More harm than good—that’s pretty much the norm for Payne’s male leads, and in Nebraska Woody and David combine to fill these shoes, bringing the id and the ego of the Payne protagonist respectively. While Dern is excellent, as noted, it’s actually Forte who is the revelation with a more difficult part. As the guy who realizes his best course of action is to placate his dad rather than get fussy and talk him down from his delusions, Forte has to spend most of his time in the background, patiently, offering a nice word here or a tired head nod or confused eyebrow cock there, all while reining in what he’d exasperatingly like to say but understands would be of no use.
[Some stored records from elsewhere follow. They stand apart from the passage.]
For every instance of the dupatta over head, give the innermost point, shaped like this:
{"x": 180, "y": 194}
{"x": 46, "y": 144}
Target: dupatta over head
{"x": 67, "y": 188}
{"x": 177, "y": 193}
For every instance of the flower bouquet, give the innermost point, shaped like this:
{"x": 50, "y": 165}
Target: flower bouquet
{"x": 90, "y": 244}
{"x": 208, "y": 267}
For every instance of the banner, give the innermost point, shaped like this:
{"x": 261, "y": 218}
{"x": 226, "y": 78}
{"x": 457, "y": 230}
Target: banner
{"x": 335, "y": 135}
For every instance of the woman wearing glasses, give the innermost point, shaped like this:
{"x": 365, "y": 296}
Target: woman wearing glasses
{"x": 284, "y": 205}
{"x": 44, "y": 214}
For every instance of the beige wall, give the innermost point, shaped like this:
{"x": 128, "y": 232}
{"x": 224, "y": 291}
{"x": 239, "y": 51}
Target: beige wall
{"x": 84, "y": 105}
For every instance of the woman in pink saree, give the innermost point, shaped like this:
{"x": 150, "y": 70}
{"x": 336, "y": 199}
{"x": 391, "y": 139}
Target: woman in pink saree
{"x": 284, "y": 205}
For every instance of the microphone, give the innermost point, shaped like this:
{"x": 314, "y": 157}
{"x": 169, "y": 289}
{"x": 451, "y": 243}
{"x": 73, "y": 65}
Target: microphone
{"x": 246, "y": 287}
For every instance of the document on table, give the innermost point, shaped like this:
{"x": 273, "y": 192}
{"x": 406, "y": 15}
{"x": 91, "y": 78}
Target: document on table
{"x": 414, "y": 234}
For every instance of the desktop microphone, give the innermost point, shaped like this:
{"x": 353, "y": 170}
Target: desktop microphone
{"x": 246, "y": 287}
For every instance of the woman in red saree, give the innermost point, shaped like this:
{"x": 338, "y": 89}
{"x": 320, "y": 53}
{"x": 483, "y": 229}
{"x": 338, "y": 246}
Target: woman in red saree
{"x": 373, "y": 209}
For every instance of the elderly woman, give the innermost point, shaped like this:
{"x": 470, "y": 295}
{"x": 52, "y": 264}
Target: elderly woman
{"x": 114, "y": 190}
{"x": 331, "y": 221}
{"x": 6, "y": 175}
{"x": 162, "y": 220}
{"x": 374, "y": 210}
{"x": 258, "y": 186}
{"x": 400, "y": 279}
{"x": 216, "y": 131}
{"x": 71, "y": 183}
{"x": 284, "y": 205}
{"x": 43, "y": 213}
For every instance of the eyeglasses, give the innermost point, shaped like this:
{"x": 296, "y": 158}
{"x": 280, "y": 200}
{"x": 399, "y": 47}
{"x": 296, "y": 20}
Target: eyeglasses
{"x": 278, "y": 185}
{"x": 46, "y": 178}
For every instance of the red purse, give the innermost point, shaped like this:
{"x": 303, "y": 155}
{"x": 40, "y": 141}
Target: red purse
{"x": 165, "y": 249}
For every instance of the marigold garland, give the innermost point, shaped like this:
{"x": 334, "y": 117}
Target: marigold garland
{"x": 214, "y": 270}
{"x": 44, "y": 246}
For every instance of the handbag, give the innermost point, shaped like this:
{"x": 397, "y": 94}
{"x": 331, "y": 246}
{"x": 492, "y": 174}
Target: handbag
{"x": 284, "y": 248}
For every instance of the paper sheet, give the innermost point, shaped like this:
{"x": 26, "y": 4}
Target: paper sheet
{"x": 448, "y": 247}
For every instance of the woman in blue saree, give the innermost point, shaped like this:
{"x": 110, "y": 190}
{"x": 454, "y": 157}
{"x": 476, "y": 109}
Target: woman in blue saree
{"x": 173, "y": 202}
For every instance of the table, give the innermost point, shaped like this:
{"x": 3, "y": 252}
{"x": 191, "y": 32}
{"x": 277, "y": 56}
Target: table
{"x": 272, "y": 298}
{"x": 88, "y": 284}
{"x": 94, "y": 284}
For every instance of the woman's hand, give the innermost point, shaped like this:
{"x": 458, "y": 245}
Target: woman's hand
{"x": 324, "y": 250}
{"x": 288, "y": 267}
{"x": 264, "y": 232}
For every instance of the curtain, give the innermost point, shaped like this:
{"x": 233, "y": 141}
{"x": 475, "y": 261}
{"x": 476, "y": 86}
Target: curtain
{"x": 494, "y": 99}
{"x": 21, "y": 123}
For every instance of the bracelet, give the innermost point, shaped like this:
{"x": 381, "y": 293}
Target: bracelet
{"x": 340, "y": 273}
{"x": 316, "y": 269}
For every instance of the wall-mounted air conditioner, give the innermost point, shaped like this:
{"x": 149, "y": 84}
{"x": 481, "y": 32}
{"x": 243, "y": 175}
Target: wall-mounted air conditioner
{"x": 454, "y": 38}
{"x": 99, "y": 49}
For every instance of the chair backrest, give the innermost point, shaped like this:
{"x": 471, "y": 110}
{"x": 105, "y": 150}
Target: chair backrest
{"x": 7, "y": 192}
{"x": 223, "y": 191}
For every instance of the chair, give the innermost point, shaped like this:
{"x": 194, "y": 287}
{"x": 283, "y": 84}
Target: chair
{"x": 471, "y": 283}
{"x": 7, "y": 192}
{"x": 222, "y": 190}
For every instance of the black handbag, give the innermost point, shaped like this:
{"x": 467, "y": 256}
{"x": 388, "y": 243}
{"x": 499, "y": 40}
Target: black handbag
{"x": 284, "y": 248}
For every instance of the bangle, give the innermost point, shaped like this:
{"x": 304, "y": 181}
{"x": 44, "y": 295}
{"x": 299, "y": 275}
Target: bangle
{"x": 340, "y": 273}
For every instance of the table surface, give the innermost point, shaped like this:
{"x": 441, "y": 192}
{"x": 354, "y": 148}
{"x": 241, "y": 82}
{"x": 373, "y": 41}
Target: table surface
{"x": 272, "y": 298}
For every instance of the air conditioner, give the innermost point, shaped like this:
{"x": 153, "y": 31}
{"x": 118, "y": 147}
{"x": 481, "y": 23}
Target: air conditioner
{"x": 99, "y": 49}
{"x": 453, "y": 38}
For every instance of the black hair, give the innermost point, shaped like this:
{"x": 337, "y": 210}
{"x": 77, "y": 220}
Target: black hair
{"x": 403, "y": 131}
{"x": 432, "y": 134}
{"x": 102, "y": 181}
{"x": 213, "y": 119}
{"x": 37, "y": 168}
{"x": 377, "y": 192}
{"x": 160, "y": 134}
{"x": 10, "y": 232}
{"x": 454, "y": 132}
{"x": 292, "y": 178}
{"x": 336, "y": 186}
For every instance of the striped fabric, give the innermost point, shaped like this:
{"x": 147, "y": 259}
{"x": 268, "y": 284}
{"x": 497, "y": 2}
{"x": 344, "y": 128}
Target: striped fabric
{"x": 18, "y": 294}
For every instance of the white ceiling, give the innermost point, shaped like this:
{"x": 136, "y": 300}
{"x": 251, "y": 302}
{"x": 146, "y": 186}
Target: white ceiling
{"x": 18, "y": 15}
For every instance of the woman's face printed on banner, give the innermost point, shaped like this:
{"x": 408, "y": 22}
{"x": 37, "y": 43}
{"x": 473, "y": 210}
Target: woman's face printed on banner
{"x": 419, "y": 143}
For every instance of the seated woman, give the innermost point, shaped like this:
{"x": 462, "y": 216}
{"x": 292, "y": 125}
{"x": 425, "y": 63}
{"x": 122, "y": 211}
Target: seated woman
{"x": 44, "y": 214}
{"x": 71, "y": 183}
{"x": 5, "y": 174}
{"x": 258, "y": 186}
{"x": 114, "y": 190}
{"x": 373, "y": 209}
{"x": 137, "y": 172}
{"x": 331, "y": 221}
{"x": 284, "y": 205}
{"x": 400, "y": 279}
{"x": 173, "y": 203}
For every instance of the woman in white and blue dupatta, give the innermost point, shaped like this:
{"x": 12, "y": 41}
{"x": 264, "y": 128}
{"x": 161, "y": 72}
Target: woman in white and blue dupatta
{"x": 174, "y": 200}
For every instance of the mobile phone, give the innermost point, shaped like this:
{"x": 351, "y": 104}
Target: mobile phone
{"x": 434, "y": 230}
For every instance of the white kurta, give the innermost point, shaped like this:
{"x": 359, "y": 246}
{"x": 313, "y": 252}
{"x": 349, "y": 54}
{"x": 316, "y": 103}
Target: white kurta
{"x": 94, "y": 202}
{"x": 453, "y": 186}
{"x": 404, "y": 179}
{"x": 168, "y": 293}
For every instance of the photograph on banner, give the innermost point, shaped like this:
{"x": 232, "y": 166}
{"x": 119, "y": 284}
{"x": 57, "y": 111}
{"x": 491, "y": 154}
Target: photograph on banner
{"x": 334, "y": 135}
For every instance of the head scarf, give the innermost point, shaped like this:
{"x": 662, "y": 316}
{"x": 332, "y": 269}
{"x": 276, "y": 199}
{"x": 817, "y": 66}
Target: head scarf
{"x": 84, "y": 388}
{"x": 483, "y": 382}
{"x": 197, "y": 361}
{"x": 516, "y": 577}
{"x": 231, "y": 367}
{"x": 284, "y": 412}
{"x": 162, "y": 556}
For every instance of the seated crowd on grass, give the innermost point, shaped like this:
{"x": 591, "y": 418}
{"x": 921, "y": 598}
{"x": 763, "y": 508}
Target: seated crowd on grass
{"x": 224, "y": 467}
In one scene, a handful of other men from the extended Grant clan in Hawthorne crowd in front of a TV to watch a college football game. Payne’s camera sits still behind the TV set, watching the absolute lack of action—the one burst of terse dialogue discusses Woody’s brother’s bad foot—and Forte, though he’s off to the side of the frame, is always noticeable, the way he sits, has his hands folded, and looks forward distinguish him from the rest of his family. Payne is often accused of condescending to his characters—the word “condescend” has popped up in so many reviews—but he doesn’t condescend to David for exactly these reasons. David stands out, but only does so because he is trying so damned hard to help his dad.
Nor does Payne condescend towards Woody or towards the small-town way of life. Woody and the people of Hawthorne make for an easy target, sure, but instead of mining these people specifically for laughs, he mines their manners. Critical to this is that only Woody actually believes he’s won any money, and Woody’s not totally with it anymore. Woody’s family or old associates wouldn’t believe it either; Kate and his sons know it’s a ruse, and the fault of those in Hawthorne isn’t gullibility for a dumb sweepstakes promotion but earnestness in taking what they hear for face value, that, as I mentioned, is revealed to be hypocritical. Only David’s two dimwitted cousins are objects of scorn, but again, the movie will tell you why. Instead, Payne mostly fills his canvas with people who live unluckily, but who on the whole live well. The tone is less of condescension than of awe.